A data subject access request (DSAR) is a request for information from someone whose personal data you hold. If your organization collects personal data, anyone whose data you have can request access to their information. This includes employees, contractors, suppliers, partners and so on – it is not just about customers. A DSAR is a request an individual makes to know what data you have collected about them. GDPR states in Recital 63: “a data subject should have the right of access to personal data which have been collected concerning him or her and to exercise that right easily and at reasonable intervals, to be aware of and verify, the lawfulness of the processing.” The key factor is whether you are the controller of the data being requested.
The GDPR Policy Template gives people the right to know if you are processing personal data relating to them. If you are, you must give them access to the following information:
The purposes of the processing.
The personal data relating to them that you are processing.
The category of personal data.
How long the personal data will be held.
Information about their rights such as the right to object to processing; the right to request rectification, erasure, or restriction.
Information about their right to complain with the ICO.
From where their data protection impact assessment has been taken if you didn’t get it directly from the data subject.
The security measures you provide if you transfer personal data to a third party.
For DSAR there is a process in which a data protection officer (DPO) has the skills to handle DSARs.
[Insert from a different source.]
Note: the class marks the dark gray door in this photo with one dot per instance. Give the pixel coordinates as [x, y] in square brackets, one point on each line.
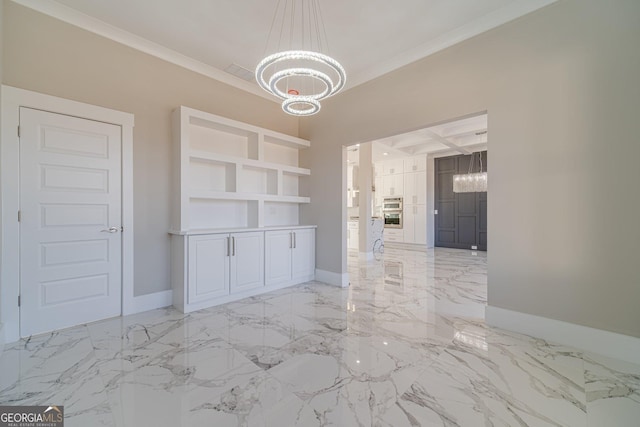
[461, 221]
The stages to the right act as a reminder that you have one month to respond to the initial DSAR from the date that it is initiated and that you should keep records demonstrating that your response processes have been followed.
Verify identity: One of the first steps is to verify the identity of the requester. An Organization must protect the confidentiality of personal data, so Organization must have methods for verifying the identity of the person submitting the DSAR. If the data subject is not the person making the request, the organization will need to request appropriate proof to prove that they are legally acting on the data subject’s behalf, such as proof of guardianship, power of attorney, etc.
Identify the request: A data subject request management may assert other rights, such as the right to rectification or the right to erasure. Failure to facilitate these rights could result in a fine in the higher bracket or another administrative penalty.
Clarify the request: For DSAR organizations have 30 day time and in certain request conditions it can be extended based on the type and complexity of the request, although the individual should be informed as soon as this becomes apparent. An organization has to contact the individual to clarify the personal data which they wish to receive.
Individuals (data subjects) have the right to access and receive a copy of their personal data and other supplementary information. This is commonly referred to as a data subject access request or 'DSAR'.
Under GDPR Training, companies can only charge fees for data access if the subject's request is repetitive, excessive or unfounded. But the burden of proof rests with the data controller.
This detailed downloadable guide will walk you through the journey of completing a Data Subject Access Request (‘DSAR’). Whilst it is not exhaustive or specifically tailored to your organisation, it is indicative of the general considerations you will be expected to address when dealing with a DSAR response, such as validating a requestor, how to acknowledge a request and how to physically redact information. The guide also includes a handy walkthrough checklist to assist you to complete each DSAR, as well as a series of templates to help you construct appropriate responses.
DSARs can be complex by their nature. It is not uncommon for professionals to have a variety of different views on how to approach DSARs (such as when redactions should apply). If you remain unsure, it is important that you seek further advise or guidance from a Data Protection Officer (DPO) or advice from a privacy specialist.